Néanmoins, ces mentions importantes ne resteront que de belles intentions, si elles ne sont pas accompagnées de politiques conséquentes et c’est ici que le bât blesse. De nombreux flous restent présents dans les formules utilisées, laissant la porte ouverte à une exploitation continue de certaines énergies fossiles pendant cette période de transition. Des solutions technologiques sont aussi fortement plébiscitées alors que beaucoup d’entre elles ne sont pas éprouvées.
C’est aussi sur la question de la justice sociale et climatique que les résultats sont infiniment loin du compte. Puisque les États riches et principaux responsables historiques des émissions de gaz à effet de serre continuent de faire un pied de nez au principe politique de « responsabilités communes et différenciées », central dans les COP. Et, sans mécanismes de coopérations, sans réel transfert de technologie et sans moyens conséquents alloués aux pays en développement, la transition restera un vœux pieu. Sur tous ces aspects, les engagements concrets sont à mille lieux des objectifs.

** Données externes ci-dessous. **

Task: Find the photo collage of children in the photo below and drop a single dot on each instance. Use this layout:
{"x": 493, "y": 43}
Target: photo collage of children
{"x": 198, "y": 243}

La CGT tient d’ailleurs à souligner que la situation en Palestine a pesé lourdement sur l’atmosphère de la COP, tant l’hypocrisie était patente de parler de coopération mondiale en parallèle d’un génocide disposant du soutien d’une partie de la communauté internationale, États-Unis en tête.
D’autre part, les inégalités de classe continuent d’être invisibilisées aux COPs. Quand 50% des émissions sont imputables aux 10% les plus riches de la planète et que les 1 % les plus riches du monde ont une empreinte carbone moyenne 200 fois supérieure à celle des 10 % les plus pauvres, comment prétendre à une solution réelle et juste sans s’attaquer aux inégalités ? Les multinationales, plus gros pollueurs et agents principaux de ces inégalités monstres, restent bien éloignées des radars de la COP, si ce n’est en coulisse pour signer des contrats et défendre leurs intérêts ! Sans reprise de contrôle démocratique sur leurs activités, les politiques climatiques auront toujours un angle mort béant.

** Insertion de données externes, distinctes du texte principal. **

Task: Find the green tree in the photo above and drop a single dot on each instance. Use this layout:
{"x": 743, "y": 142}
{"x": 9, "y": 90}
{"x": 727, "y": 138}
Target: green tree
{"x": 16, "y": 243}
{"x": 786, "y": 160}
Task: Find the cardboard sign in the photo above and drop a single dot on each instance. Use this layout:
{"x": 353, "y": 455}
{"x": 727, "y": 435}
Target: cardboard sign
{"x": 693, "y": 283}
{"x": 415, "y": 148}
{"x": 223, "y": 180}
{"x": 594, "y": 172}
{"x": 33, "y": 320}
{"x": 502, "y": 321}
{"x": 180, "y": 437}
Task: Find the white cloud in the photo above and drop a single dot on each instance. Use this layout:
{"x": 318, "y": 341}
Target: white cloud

La délégation CSI, au sein de laquelle participait la CGT, a gagné l’intégration de la « reconnaissance au droit du travail » pour la Transition juste, terme qui apparaît pour la première fois dans un texte des COPs, et la reconnaissance de la « protection sociale » comme nécessaire aux politiques d’adaptation. Ces résultats, qui sont des points d’appui indispensables pour la suite et le fruit d’un travail revendicatif constant de de la CSI et ses affiliés, sont cependant bien maigres au regard des revendications que nous portons. Les oppositions actives de nombreux États à l’incorporation de nos revendications et le petit arc-de-force de gouvernements qui les soutiennent réellement l’expliquent et témoignent d’un rapport de force très dégradé.
De ce point de vue, que la COP s’organise, pour la deuxième fois de suite, dans un pays où les libertés syndicales et publiques sont inexistantes, est un message politique inquiétant de ce qui est jugé tolérable par de trop nombreux gouvernements.
Pour la CGT, seule une transformation sociale d’ampleur allant à l’encontre de la logique du système capitaliste pourra réellement répondre à l’urgence sociale et environnementale, avec au centre les intérêts des travailleuses et travailleurs et valorisant la coopération entre les pays, en lieu et place du tout-marché et de la concurrence généralisée.
La CGT continuera à travailler au quotidien à la mobilisation du monde du travail dans cet objectif de justice sociale et environnementale et réaffirme son engagement internationaliste à construire une alternative globale.